7a. - Trabalhava eu em uma agência de um grande banco, quando, em um dia de bastante movimento, um cliente que estava na fila virou-se para o caixa e disse exaustivamente, com os olhos fechados: "Larga tudo e vai para casa." Os demais clientes que estavam lá e que entendiam de Espiritismo ficaram agitados e mandaram o meu colega largar tudo e ir embora. O chefe dos caixas vendo aquela agitação toda dispensou o rapaz que pegou um táxi e foi correndo para casa. Chegando lá, sentiu um enorme cheiro de gás, arrombou a porta do banheiro e viu sua mulher caída no chão. Ela ficou uns dias em coma profundo, mas conseguiu sobreviver sem nenhum problema. A filhinha do casal que tinha meses naquela época estava no quarto dormindo.
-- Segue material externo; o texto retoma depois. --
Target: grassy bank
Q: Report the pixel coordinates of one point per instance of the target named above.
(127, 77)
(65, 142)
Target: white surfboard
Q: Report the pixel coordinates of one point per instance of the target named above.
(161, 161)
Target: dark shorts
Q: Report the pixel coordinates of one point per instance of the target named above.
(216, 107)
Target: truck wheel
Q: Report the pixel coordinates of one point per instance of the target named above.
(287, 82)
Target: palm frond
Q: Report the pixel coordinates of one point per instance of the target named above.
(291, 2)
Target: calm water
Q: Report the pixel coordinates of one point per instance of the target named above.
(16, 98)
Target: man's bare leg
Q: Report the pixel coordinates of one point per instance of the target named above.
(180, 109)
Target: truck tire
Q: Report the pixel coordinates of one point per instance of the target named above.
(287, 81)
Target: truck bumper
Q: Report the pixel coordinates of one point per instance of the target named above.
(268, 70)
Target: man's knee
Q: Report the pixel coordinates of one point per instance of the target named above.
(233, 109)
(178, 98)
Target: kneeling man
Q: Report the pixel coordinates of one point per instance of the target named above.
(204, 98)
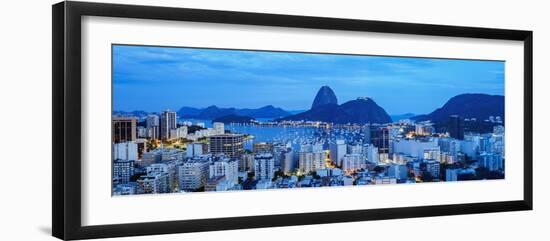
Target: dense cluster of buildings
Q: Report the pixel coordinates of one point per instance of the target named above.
(214, 159)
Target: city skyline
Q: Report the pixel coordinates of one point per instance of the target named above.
(172, 75)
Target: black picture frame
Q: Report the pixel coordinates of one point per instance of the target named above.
(66, 127)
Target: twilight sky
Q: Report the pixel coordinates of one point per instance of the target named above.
(157, 78)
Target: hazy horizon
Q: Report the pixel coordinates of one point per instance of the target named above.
(152, 79)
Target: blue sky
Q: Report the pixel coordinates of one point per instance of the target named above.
(157, 78)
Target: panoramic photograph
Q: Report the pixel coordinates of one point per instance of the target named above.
(191, 120)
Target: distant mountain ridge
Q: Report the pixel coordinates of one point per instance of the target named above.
(213, 112)
(360, 111)
(402, 116)
(479, 106)
(234, 119)
(324, 96)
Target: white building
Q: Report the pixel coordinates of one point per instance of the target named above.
(352, 162)
(125, 151)
(372, 154)
(491, 161)
(289, 165)
(413, 147)
(432, 154)
(400, 172)
(196, 149)
(152, 125)
(157, 182)
(225, 167)
(337, 151)
(180, 132)
(123, 170)
(167, 123)
(219, 128)
(311, 161)
(264, 166)
(193, 174)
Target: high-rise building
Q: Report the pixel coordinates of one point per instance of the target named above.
(123, 170)
(311, 161)
(179, 132)
(193, 174)
(246, 163)
(124, 129)
(400, 172)
(372, 154)
(456, 128)
(264, 166)
(196, 149)
(167, 122)
(491, 161)
(431, 167)
(260, 147)
(380, 138)
(288, 164)
(352, 162)
(337, 152)
(231, 145)
(125, 151)
(225, 167)
(152, 124)
(158, 182)
(219, 128)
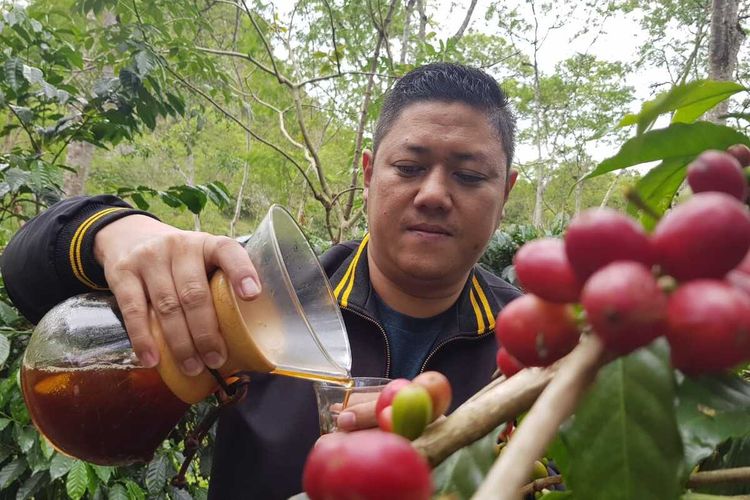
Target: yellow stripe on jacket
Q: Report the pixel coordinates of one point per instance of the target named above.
(76, 243)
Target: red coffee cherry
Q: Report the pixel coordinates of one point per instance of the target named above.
(536, 332)
(625, 306)
(709, 327)
(703, 238)
(600, 236)
(367, 465)
(717, 171)
(543, 269)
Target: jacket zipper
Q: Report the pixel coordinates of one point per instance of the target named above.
(448, 341)
(382, 332)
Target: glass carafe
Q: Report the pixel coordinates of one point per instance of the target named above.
(89, 395)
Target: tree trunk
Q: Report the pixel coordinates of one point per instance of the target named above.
(541, 182)
(579, 195)
(726, 38)
(467, 18)
(422, 19)
(407, 30)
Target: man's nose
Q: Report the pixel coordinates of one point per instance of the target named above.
(434, 191)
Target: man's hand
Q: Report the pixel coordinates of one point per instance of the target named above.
(148, 262)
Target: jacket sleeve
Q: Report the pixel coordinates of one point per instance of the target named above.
(51, 257)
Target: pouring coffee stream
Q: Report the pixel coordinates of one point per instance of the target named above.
(89, 395)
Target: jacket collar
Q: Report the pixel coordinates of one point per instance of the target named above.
(477, 306)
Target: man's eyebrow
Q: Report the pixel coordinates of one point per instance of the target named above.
(420, 150)
(464, 156)
(477, 156)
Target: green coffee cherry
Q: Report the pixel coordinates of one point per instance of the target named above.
(411, 411)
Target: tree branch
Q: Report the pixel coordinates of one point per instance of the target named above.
(281, 78)
(333, 35)
(558, 401)
(478, 416)
(240, 55)
(464, 24)
(705, 478)
(247, 129)
(365, 105)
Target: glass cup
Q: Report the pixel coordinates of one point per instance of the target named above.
(333, 398)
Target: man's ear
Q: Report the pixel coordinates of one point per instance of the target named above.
(367, 164)
(510, 182)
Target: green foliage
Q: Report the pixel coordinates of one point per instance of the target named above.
(688, 101)
(626, 431)
(498, 257)
(710, 411)
(674, 146)
(461, 474)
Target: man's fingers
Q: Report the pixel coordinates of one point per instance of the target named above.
(131, 299)
(163, 297)
(229, 255)
(188, 270)
(357, 417)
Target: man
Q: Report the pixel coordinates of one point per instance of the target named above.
(411, 295)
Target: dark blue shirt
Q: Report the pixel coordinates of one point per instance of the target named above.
(411, 339)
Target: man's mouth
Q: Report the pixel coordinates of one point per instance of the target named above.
(435, 229)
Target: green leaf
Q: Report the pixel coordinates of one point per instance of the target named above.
(25, 437)
(14, 73)
(679, 140)
(690, 101)
(156, 474)
(135, 492)
(24, 114)
(102, 472)
(33, 484)
(105, 86)
(11, 472)
(32, 74)
(77, 480)
(711, 94)
(558, 495)
(180, 494)
(118, 492)
(170, 200)
(60, 465)
(177, 103)
(460, 475)
(140, 201)
(217, 195)
(130, 80)
(657, 189)
(4, 350)
(192, 197)
(46, 447)
(623, 440)
(711, 410)
(145, 62)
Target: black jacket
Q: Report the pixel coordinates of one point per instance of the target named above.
(262, 442)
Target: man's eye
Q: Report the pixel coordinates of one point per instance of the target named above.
(409, 170)
(469, 178)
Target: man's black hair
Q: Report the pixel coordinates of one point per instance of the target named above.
(449, 82)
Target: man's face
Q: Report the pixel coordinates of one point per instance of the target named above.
(435, 194)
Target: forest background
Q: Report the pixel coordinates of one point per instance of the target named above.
(207, 111)
(276, 102)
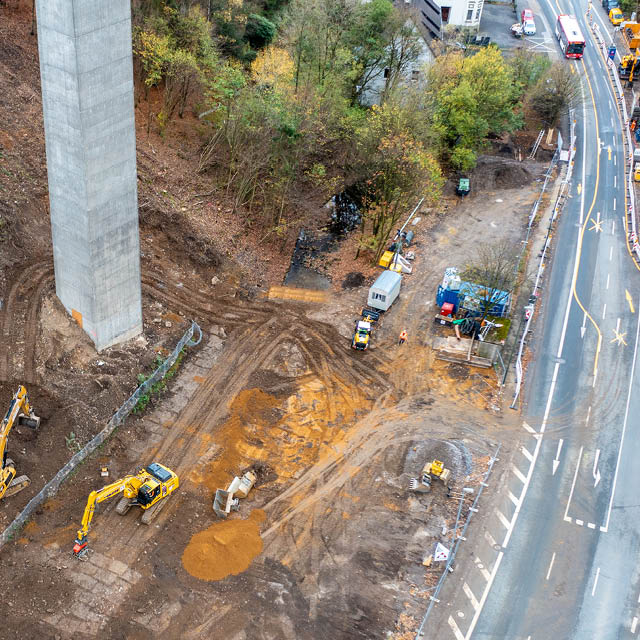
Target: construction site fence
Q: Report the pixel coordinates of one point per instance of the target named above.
(458, 539)
(51, 488)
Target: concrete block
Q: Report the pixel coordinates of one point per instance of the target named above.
(87, 95)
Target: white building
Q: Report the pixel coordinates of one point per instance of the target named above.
(434, 15)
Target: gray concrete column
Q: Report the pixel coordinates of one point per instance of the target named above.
(87, 97)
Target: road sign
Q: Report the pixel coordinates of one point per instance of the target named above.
(441, 552)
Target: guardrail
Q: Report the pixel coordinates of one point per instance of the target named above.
(459, 538)
(51, 488)
(630, 210)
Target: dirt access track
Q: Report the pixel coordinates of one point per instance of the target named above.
(330, 543)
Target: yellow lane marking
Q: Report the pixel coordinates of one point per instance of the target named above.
(619, 338)
(584, 226)
(613, 90)
(627, 295)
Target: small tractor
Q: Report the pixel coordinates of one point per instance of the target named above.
(464, 188)
(431, 471)
(362, 333)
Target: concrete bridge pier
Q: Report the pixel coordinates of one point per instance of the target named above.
(87, 96)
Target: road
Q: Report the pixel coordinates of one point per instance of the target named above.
(566, 557)
(568, 567)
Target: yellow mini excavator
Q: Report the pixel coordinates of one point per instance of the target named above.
(146, 489)
(20, 413)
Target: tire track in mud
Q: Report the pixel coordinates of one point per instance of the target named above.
(19, 322)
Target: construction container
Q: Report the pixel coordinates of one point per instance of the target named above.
(384, 290)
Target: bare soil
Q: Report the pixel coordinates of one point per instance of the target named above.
(330, 543)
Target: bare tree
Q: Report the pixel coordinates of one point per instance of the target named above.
(493, 271)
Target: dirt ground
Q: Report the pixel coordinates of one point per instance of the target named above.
(330, 543)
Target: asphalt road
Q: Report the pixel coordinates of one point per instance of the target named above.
(570, 566)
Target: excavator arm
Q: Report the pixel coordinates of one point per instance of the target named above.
(20, 412)
(128, 485)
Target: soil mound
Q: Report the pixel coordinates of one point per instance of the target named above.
(224, 549)
(500, 173)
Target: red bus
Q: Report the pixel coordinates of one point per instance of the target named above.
(570, 37)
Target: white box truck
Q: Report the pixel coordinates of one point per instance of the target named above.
(384, 290)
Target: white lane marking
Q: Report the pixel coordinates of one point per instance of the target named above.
(489, 538)
(624, 429)
(505, 523)
(596, 471)
(552, 388)
(553, 557)
(482, 569)
(573, 485)
(595, 582)
(454, 627)
(518, 473)
(467, 589)
(556, 462)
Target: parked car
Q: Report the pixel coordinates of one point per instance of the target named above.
(528, 23)
(616, 17)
Bom, o que seriam esses fatos? Deixo a cargo de cada um entender. São tantas coisas que não têm a menor explicação. Lembro-me bem de um médico que falou para mim e o meu irmão que a gente tivesse muito cuidado com o que falasse perto da minha mãe quando estava a morte em uma UTI. Ele nos disse que muitos pacientes com diversos problemas, no cérebro inclusive, como a minha mãe que teve AVC, conseguem ouvir o que as pessoas falam. E o que dizer da "melhora da morte"? A pessoa está morrendo, desacordada e num belo dia acorda, fala com a família, pede uma comida, lembra de um fato, lembra de outro e logo em seguida morre. Os médicos não entendem isso, mas respeitam.

O que vocês pensam a respeito de histórias do tipo?